2 mars 2004 : La RATP et la SNCF procèdent par intimidation

La RATP reproche à 62 personnes qui ont dégradé volontairement les affiches publicitaires dans le métro, de ne pas avoir agi en citoyen, c’est à dire, dit-elle, en «bon père de famille». Sont également poursuivies les personnes responsables de l’hébergeur des sites des anti-pub, pour «appel à commettre des actes illégaux».

 

La RATP réclame presque un million d’euros. Les sommes sont d’ores et déjà dissuasives. Mais surtout, elle réclame une interdiction de participer à toutes manifestations anti-publicité dans le métro parisien, sous astreinte de 10.000 euros par nouvelles infractions nominatives constatées.

 

La RATP attend donc du juge civil qu’il prononce par avance une interdiction de manifester, en totale contradiction avec la liberté de manifester inscrite dans la déclaration de 1789 et dans la Convention européenne de sauvegarde des droits de l’Homme, et une condamnation financière préventive.
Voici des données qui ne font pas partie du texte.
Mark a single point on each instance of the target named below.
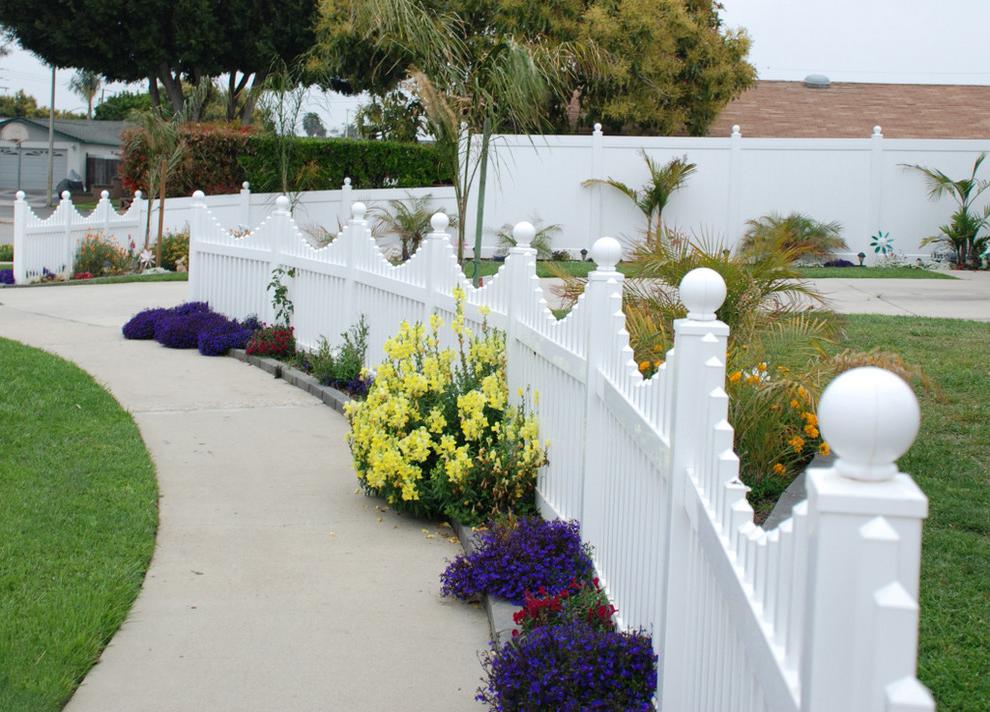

Le juge judiciaire est donc sommé d’être le bras policier de la défense des intérêts économiques des publicitaires et de leurs vitrines, sans que jamais la RATP, ni les instances publiques en général, n’aient accepté de débattre de la légitimité de la location de l’espace public urbain, périurbain et suburbain au matraquage marchand.

 

La SNCF, quant à elle, poursuit trois revues de graffitis et un vendeur de bombes devant le tribunal de commerce de Paris et leur demande, sur le fondement de l’atteinte à l’image des wagons dont elle prétend être propriétaire, 150.000 euros chacun, et une interdiction de publier des photos de trains tagués, sous astreinte de 10.000 euros par infraction constatée.

 

Les graffeurs font leurs œuvres sur un support interdit, mais ils sont indéniablement des artistes : les photos de trains publiées en témoignent. Or la publication de ces photos ne saurait être considérée comme délictueuse du seul fait que le support de l’œuvre n’a pas été autorisé. Là encore, c’est la technique de l’intimidation juridique et économique dont mésuse la SNCF, en contradiction flagrante avec la liberté d’expression et le devoir d’informer des trois revues, qu’elle poursuit judiciairement.

 

La LDH dénonce l’absence de dialogue et le parti pris des services public du transport, pour imposer la publicité et poursuivre les artistes spontanés que sont les graffeurs. Elle appelle à un débat national sur la question de la présence de l’image dans l’espace public.